Validation is always a hard part. I'm very familiar with Validation Application block, and love it for it's flexibility. It isn't however an easy framework, but you might take a peek at what you can do with it. For instance, I've written several articles about integration with O/RM tools and how to 'embed' a context (context as in DataContext/Unit of Work) in Validation Application Block.
Please have a look at my IRepository pattern implementation using EF 4.0.
My solution has the following features:
supports connections to multiple dbs
One repository per entity
Support for execution of queries
Unit of work pattern implementation
Support for validating entities using VAB guidance
Common operations are kept at base class level. High use of OOPS techniques for code re-usability and ease of maintenance.
I have created an application (a web-based application) which now has a large number of associations. Simply put, an Account:
has many Users
has Settings
has many Projects
Similarly a Project:
has many Items
A User:
has many Tasks
And so on, with loads more associations. Nothing particularly unusual about that I hope. I chose to use NHibernate to give me a nice set of persistent classes with mappers defining all of the associations.
But is this approach right? On every request to the application the Account is loaded (because it is needed) and this then requests a large amount of data from the DB that is not required. Lazy loading is an option, but I don't know if my initial approach couldn't be better. All I want at that stage is the Account and associated Settings so should the mapping reflect this? Trouble is I want things like all the Projects for an Account at other points so I need the mappers to reflect all of the associations.
My concern is that lazy-loading may just be compensating for a bad initial architecture on my part. I am well aware that this may just be a result of my as-yet poor knowledge of the inner workings of NHibernate. As a result I'd be grateful for any suggestions on good practice.
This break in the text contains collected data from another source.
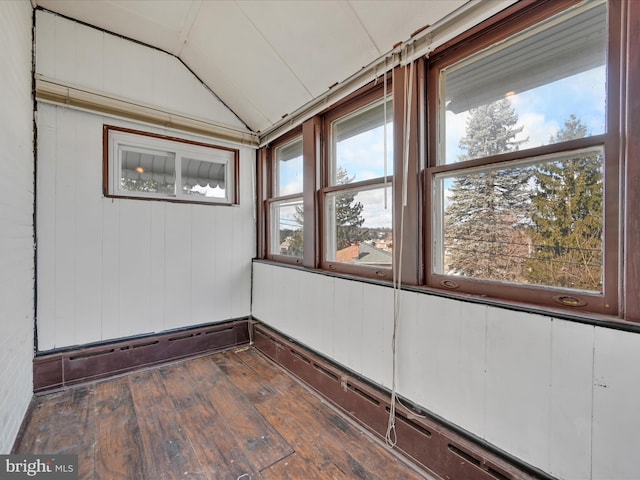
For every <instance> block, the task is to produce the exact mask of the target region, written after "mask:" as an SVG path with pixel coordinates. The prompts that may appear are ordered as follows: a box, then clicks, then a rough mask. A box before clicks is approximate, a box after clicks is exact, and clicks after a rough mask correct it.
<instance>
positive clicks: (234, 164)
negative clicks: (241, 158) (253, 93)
mask: <svg viewBox="0 0 640 480" xmlns="http://www.w3.org/2000/svg"><path fill="white" fill-rule="evenodd" d="M238 158H239V151H238V150H236V149H231V148H226V147H220V146H215V145H209V144H205V143H199V142H192V141H187V140H183V139H179V138H174V137H165V136H161V135H155V134H150V133H145V132H139V131H135V130H126V129H121V128H117V127H111V126H105V179H104V183H105V185H104V187H105V195H106V196H110V197H126V198H140V199H149V200H169V201H175V202H190V203H220V204H234V203H238V201H237V195H238V192H237V186H236V181H237V166H238Z"/></svg>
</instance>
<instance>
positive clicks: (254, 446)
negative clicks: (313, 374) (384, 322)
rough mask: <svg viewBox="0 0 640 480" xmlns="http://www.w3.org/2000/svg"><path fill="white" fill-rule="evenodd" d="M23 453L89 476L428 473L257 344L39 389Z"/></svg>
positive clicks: (108, 477) (171, 478)
mask: <svg viewBox="0 0 640 480" xmlns="http://www.w3.org/2000/svg"><path fill="white" fill-rule="evenodd" d="M15 453H33V454H44V453H49V454H63V453H68V454H69V453H70V454H77V455H78V467H79V474H80V478H83V479H105V480H107V479H108V480H114V479H127V480H138V479H149V480H158V479H178V478H180V479H185V478H195V479H212V480H219V479H231V480H238V479H240V480H258V479H264V480H284V479H292V480H313V479H370V480H376V479H380V480H391V479H403V480H405V479H409V480H411V479H424V478H427V477H425V476H423V475H422V474H420V473H419V472H417V471H416V470H414V469H413V468H412V467H411V466H409V465H407V464H405V463H404V462H403V461H402V460H401V459H399V458H398V457H397V456H396V455H394V453H392V452H390V451H389V450H388V449H387V448H385V447H384V446H383V445H381V444H380V443H379V442H377V441H375V440H373V439H372V438H371V437H370V435H369V434H368V433H366V432H364V431H363V430H361V429H360V428H359V427H357V426H355V425H354V424H352V423H351V422H350V421H348V420H346V419H345V417H344V416H342V415H341V414H340V413H338V412H336V411H335V410H334V409H333V408H331V407H329V406H328V405H327V404H326V403H325V402H323V401H322V400H320V399H319V398H318V397H317V396H315V395H314V394H312V393H311V392H309V391H308V390H307V389H306V388H305V387H304V386H302V385H301V384H300V383H299V382H298V381H297V380H295V379H294V378H293V377H291V376H290V375H289V374H287V373H286V372H284V371H283V370H281V369H280V368H279V367H277V366H276V365H274V364H273V363H272V362H271V361H270V360H268V359H266V358H265V357H264V356H263V355H262V354H260V353H259V352H258V351H256V350H254V349H253V348H245V349H240V350H236V351H228V352H224V353H217V354H214V355H210V356H207V357H200V358H197V359H192V360H187V361H184V362H180V363H175V364H171V365H166V366H162V367H158V368H155V369H151V370H144V371H139V372H134V373H131V374H128V375H126V376H123V377H119V378H115V379H112V380H107V381H102V382H97V383H93V384H88V385H83V386H78V387H74V388H71V389H69V390H65V391H62V392H57V393H53V394H49V395H44V396H40V397H38V398H37V399H36V405H35V407H34V408H33V410H32V412H31V415H30V416H29V417H28V418H27V419H26V429H25V431H24V434H23V435H22V437H21V440H20V443H19V445H17V447H16V451H15Z"/></svg>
Domain Driven Design has helped me a lot when understanding those kinds of situation. Association in DDD
The question you should ask yourself in your situation: Do you really need a bi-directional association - or might in some cases an uni-directional association be enough? And that decision is part of the architecture. So you were right. Lazy Loading is a big help, when choosing bi-directional associations by default. But it could be considered a design flaw.
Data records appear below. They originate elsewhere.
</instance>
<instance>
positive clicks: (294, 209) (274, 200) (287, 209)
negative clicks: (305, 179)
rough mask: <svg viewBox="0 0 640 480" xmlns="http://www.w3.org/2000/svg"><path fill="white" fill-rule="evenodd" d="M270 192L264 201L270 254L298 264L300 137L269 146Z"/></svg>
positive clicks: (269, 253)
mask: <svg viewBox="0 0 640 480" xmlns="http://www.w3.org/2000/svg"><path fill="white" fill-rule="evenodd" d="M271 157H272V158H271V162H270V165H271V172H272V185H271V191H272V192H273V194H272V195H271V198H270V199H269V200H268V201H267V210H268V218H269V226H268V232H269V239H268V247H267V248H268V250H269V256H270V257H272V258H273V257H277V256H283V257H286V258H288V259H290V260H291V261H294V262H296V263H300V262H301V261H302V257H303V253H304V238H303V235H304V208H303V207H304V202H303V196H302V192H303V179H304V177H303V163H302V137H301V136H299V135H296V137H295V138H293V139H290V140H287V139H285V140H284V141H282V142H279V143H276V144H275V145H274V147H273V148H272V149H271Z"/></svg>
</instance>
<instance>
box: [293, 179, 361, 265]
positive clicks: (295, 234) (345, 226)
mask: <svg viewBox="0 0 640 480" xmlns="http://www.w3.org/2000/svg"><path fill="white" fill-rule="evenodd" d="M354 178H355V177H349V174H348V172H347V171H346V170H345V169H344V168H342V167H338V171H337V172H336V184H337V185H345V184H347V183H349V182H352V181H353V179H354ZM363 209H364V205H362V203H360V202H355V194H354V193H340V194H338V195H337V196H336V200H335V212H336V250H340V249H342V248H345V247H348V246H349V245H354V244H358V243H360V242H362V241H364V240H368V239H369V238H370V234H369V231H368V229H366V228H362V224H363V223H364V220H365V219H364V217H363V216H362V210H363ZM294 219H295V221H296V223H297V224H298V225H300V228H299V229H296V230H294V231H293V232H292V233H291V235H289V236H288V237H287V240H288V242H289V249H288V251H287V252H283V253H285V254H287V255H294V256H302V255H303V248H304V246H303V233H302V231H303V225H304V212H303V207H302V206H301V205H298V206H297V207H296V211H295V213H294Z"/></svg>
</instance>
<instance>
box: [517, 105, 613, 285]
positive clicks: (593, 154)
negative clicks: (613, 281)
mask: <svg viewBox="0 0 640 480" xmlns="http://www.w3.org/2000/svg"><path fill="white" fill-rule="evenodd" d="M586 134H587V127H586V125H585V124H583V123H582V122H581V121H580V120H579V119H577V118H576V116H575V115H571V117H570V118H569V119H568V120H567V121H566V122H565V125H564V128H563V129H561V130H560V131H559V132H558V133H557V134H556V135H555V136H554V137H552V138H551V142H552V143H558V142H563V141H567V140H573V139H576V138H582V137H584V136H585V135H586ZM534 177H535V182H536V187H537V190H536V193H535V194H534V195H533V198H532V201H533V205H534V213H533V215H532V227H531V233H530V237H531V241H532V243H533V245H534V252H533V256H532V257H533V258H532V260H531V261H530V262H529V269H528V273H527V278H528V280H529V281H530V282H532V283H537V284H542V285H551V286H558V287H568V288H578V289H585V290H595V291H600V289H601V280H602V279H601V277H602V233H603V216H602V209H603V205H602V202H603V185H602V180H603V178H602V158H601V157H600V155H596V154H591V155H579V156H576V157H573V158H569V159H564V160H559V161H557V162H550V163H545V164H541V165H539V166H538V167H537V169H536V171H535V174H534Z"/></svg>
It is generally good practise with NHibernate to enable lazy loading for most associations and objects by default unless you know you're always going to need the associated data. Then you can switch to eager loading selectively just for items where that is more efficient when you come to the optimisation stage.
Well, in my oppinion, your architecture looks healthy. Associations are good.
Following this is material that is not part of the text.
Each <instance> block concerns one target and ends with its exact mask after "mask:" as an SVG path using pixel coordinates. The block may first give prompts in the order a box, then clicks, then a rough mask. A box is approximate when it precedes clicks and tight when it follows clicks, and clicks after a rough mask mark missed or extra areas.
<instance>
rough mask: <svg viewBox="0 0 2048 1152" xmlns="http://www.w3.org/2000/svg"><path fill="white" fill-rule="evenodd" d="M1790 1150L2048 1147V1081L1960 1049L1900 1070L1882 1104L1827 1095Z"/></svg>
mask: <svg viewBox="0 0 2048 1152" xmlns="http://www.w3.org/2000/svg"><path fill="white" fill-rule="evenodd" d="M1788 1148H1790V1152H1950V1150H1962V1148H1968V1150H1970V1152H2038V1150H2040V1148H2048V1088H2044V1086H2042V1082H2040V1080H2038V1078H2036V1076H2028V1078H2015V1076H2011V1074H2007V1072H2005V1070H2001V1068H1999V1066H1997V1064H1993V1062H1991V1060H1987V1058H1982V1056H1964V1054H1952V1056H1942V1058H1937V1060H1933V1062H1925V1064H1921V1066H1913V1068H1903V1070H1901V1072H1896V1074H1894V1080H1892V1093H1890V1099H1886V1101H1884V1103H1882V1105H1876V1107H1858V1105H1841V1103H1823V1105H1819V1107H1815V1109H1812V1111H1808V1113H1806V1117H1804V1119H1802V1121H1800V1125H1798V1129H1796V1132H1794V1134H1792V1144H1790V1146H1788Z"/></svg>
Consider the alternatives:
Less associations: Would lead to poor DB design
Don't use an ORM: You would find yourself doing "lazy initialization"-kinda coding anyway
Everything looks fine, and lazy initialization is good :) - However, there's quite a few real-life-usage pitfalls:
Don't close the session before using lazy-initialization stuff (would require that you "hacked" some useless reading statement on your association to force read it)
With NHibernate, you need to do all DAL-activities with it in order to enable the level2 cache
You'll prolly have some overhead (What if I don't wanna know the accountname, just the users in it)
This is how ORMs work. They have pro's (easier to develop, avoid a lot of boilerplate code) and con's (more overhead, less flexibility).